2022-11-06
By Sushi Maker
Japanese Cuisine
Appetizer
Use your Instant Pot to prepare a quick, smooth batter. Set to sauté mode for precise heat control while mixing flour and water, ensuring no lumps form for the ideal crisp texture.
With the induction cooker, you can control the oil temperature perfectly. Heat the oil to 350°F (175°C) to get crispy and evenly fried kushikatsu, ensuring a golden-brown crust every time.
Skip the deep fryer and use your air fryer for healthier kushikatsu. Preheat to 400°F (200°C) and cook the battered skewers for 10-12 minutes, turning halfway through for a crispy, low-oil alternative.

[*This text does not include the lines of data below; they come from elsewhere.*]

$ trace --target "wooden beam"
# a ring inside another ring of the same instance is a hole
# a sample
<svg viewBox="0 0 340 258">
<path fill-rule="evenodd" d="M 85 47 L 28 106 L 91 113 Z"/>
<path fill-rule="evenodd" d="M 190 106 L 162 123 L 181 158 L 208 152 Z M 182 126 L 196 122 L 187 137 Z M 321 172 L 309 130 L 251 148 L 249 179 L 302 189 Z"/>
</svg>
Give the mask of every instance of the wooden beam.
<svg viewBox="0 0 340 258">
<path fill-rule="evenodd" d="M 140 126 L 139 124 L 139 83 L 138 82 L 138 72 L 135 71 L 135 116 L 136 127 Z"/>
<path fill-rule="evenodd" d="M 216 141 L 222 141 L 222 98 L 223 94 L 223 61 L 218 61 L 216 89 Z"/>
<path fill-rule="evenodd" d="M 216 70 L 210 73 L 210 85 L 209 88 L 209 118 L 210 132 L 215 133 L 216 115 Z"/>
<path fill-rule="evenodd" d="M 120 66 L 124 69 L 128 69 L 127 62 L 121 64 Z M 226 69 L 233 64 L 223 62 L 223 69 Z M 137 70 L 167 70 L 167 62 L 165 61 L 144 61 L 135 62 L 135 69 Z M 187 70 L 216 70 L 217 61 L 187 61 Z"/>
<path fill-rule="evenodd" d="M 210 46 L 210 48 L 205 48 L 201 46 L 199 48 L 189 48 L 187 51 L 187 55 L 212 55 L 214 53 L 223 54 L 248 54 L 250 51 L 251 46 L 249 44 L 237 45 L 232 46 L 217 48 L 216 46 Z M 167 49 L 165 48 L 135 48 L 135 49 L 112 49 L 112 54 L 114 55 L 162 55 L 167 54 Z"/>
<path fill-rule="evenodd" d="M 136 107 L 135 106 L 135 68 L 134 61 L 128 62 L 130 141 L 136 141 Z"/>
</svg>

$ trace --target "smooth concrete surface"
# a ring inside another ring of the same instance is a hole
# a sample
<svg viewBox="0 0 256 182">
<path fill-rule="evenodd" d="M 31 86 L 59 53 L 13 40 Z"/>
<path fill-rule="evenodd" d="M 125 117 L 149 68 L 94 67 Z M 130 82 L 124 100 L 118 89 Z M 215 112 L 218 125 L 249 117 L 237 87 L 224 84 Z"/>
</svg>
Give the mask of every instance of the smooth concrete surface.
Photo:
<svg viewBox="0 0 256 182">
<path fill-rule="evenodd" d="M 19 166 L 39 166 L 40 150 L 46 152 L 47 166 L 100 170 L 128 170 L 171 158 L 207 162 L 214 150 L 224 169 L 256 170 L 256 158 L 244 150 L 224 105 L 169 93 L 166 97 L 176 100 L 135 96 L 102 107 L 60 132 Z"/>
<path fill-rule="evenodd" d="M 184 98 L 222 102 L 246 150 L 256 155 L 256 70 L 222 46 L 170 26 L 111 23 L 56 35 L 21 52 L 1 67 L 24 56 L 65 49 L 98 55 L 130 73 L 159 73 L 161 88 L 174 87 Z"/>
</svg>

For the perfect Kushiage batter, it should be light, airy, and not too thick. To achieve this, use a 1:1 ratio of flour to cornstarch and add a small amount of water or cold sparkling water. This will help create a crispy, light texture when deep-fried.
For a super crispy batter, make sure your water is very cold, ideally using chilled sparkling water. The cold temperature helps the batter puff up and fry to a crispy texture quickly, giving a light and airy result.
Before dipping your ingredients (meat, vegetables, etc.) into the batter, ensure they are dry. Excess moisture can cause the batter to slide off when frying, resulting in a soggy texture instead of a crispy one.
Fry the battered ingredients in small batches to avoid overcrowding the fryer. This ensures that each skewer fries evenly and gets the crispy, golden exterior you want. Frying in batches also helps maintain the oil temperature.
For extra crunch, consider double-coating the skewers. After the first dip in batter, let the batter set for a few seconds before dipping it again. This technique helps create a thicker and crunchier coating.
After frying, let the Kushiage skewers rest on a wire rack to allow excess oil to drain off. This will ensure they stay crisp and not become soggy from the residual oil.